Scott explains that this widespread, globally occurring lack of transparency has persisted for a long time, and continues to baffle him: “I’ve researched this topic for 20 years, and virtually every time compensation professionals say it’s a good idea to communicate pay and be more transparent. But they don’t do it. Huge numbers of organisations don’t even tell people what the pay ranges are. So [employees] have no idea when they get their pay cheque or raise how that relates even to themselves, let alone anybody else. I’m really confused why companies seem very resistant to doing this.”

The obvious reason would be inherent unfairness in a firm’s approach to pay – inconsistencies that would make even publishing pay ranges and being more transparent about pay rationale all but impossible. “The most common mistake I see with organisations is that they have parameters for pay but they breach them,” confirms Giles. “Somebody might be leaving and they’re worth an awful lot to the business, then you get something known as grade drift. It’s as common as anything and it’s because organisations give too much discretion around pay.”

A picture hardly suggestive of a brave new world of pay transparency. But GrantTree’s Tenner is encouraged that UK PLC is moving (albeit slowly) in the right direction.

“I think as long as the dominant model in society is closed top-down organisations, large companies will not be [more transparent about pay]. But once there is that shift in the way businesses are run in general the large ones will follow suit,” he says.

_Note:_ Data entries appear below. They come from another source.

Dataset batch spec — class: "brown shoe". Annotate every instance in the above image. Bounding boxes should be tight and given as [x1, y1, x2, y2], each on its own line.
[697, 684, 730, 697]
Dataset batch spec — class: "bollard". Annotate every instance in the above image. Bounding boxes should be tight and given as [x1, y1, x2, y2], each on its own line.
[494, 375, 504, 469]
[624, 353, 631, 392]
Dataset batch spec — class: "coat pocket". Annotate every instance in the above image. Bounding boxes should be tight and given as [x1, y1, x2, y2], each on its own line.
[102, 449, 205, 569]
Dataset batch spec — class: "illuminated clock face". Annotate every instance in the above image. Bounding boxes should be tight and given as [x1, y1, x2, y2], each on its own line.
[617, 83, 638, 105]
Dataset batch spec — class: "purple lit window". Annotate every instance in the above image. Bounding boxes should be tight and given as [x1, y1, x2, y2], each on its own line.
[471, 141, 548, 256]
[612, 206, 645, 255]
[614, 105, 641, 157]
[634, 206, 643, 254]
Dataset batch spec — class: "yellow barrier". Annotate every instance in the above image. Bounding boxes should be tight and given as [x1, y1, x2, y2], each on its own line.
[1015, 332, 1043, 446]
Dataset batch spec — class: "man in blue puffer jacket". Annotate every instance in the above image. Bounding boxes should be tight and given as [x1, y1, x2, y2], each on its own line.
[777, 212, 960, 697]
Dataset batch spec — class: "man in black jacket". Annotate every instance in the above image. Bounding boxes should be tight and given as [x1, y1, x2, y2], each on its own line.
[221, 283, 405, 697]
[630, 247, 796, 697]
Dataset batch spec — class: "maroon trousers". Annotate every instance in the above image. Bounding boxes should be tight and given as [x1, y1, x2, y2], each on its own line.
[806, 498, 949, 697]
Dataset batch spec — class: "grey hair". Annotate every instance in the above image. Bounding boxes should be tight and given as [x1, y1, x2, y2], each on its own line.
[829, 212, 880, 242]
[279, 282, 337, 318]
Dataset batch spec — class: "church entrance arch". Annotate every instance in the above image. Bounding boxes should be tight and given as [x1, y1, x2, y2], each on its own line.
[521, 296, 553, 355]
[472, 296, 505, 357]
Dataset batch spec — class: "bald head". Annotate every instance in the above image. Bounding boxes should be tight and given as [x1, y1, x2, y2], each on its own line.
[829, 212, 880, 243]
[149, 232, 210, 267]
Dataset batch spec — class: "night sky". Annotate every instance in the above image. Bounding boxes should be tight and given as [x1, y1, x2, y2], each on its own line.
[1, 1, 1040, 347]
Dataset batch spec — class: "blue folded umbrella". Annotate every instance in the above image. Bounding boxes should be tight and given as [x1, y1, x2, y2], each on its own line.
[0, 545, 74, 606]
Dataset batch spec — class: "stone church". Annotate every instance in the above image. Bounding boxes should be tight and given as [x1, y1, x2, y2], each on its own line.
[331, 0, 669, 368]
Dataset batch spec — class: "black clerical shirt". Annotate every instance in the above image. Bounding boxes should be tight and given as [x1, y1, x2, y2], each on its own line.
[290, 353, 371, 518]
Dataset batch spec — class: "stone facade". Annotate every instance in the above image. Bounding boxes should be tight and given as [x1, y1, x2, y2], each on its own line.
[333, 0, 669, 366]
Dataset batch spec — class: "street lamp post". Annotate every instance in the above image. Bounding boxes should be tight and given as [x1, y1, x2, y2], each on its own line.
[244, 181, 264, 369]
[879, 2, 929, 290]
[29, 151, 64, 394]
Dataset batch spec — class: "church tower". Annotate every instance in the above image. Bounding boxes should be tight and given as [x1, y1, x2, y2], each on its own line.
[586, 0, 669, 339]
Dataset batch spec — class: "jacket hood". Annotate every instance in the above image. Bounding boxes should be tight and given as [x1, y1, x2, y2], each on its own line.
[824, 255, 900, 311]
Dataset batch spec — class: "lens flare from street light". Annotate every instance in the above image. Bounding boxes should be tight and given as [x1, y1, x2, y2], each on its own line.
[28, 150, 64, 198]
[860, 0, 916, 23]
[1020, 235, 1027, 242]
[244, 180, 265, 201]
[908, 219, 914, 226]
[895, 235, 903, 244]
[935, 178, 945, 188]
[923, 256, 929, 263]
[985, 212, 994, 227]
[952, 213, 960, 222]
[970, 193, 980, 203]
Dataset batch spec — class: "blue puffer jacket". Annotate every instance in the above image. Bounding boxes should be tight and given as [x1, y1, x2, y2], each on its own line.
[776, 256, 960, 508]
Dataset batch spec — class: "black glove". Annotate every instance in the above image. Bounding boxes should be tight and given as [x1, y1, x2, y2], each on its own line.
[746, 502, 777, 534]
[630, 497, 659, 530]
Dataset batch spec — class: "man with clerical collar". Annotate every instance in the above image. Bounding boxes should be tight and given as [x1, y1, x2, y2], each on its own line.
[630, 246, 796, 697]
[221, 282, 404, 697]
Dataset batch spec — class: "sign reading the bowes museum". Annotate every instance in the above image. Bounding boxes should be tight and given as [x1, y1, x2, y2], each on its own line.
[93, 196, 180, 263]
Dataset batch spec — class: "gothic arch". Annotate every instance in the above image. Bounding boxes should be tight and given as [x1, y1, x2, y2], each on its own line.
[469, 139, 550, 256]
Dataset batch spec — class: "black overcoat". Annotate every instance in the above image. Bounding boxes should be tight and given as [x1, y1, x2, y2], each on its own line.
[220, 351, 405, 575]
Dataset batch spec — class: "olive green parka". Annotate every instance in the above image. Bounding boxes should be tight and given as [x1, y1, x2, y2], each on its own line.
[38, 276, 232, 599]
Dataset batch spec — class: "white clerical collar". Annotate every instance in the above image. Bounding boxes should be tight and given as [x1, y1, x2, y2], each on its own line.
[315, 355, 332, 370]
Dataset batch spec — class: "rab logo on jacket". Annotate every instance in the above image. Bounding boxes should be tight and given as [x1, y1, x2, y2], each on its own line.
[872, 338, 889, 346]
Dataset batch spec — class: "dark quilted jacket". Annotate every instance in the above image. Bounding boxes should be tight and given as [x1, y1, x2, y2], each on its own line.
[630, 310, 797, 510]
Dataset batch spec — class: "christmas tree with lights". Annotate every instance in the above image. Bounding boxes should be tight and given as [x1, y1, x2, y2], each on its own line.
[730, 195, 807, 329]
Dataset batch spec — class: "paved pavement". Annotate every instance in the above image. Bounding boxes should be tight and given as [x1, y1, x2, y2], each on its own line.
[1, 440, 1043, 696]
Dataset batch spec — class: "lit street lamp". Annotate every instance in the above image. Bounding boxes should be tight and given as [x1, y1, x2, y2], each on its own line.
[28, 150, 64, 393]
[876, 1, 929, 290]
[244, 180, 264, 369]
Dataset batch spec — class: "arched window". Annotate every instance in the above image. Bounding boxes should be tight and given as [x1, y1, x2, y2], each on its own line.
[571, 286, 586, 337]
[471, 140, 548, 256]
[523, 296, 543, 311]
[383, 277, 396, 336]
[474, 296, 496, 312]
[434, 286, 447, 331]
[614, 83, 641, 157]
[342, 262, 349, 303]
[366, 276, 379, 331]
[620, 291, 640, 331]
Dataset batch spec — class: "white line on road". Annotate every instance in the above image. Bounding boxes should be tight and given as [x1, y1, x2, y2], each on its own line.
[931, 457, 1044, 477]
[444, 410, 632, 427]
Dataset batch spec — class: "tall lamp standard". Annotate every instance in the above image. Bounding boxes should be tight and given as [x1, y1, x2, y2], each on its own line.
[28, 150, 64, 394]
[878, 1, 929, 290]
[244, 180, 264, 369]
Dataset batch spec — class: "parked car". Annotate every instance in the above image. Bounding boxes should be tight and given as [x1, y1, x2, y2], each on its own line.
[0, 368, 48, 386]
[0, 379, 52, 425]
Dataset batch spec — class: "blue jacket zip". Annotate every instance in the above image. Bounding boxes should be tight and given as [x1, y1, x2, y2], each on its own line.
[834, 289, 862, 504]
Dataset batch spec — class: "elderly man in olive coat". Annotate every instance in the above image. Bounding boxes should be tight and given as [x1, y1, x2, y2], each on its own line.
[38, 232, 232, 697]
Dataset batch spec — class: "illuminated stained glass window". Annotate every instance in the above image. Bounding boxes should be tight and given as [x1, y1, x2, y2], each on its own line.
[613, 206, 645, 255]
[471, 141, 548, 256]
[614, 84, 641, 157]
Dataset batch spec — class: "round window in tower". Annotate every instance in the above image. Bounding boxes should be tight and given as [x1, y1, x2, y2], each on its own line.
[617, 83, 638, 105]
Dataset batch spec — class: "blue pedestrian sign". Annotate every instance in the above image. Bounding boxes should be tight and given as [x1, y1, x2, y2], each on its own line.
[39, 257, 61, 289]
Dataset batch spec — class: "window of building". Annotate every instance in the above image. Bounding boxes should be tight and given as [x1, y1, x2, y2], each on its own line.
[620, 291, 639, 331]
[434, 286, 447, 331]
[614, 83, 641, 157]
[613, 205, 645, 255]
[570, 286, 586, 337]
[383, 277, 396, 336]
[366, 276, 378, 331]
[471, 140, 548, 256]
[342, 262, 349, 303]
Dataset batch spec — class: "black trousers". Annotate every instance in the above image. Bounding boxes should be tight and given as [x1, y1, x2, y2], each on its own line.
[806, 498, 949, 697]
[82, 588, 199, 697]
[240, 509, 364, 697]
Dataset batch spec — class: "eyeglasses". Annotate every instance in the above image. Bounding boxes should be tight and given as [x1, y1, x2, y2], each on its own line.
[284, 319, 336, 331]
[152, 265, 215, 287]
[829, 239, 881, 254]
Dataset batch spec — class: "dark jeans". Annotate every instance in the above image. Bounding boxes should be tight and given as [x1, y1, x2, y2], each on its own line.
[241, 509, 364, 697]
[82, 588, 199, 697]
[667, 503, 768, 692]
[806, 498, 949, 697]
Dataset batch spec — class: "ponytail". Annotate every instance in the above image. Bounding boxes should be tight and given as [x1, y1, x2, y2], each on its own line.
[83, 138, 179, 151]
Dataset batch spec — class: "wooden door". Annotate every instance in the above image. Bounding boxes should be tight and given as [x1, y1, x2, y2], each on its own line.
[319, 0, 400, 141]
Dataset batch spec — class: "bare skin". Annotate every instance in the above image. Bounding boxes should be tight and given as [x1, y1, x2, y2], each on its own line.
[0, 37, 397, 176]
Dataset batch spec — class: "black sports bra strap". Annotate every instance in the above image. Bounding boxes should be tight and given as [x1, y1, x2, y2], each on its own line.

For Tenner, moves by the likes of professional services firm Accenture to engage in more open dialogue with staff through continuous appraisals rather than annual reviews, signals a move in the right direction. “That allows people to overcome the barriers of feeling like pay and performance is a very difficult conversation they can only have once a year,” he feels. “That’s a massive building block to a more open culture.”

The bottom line for many will be that some form of transparency is going to be increasingly demanded by employees. So employers will have no choice but to provide this if they want to compete for talent with other more agile organisations.

And there’s certainly strong incentive for getting on board before the demand really reaches fever pitch. Transparency on most matters is undoubtedly good for staff engagement and so ultimately for business – and pay is no exception. In the words of Opus’ Petsis Jones: “Transparency leads to a stronger, engaged workforce and that’s what HR is here to do at the end of the day.”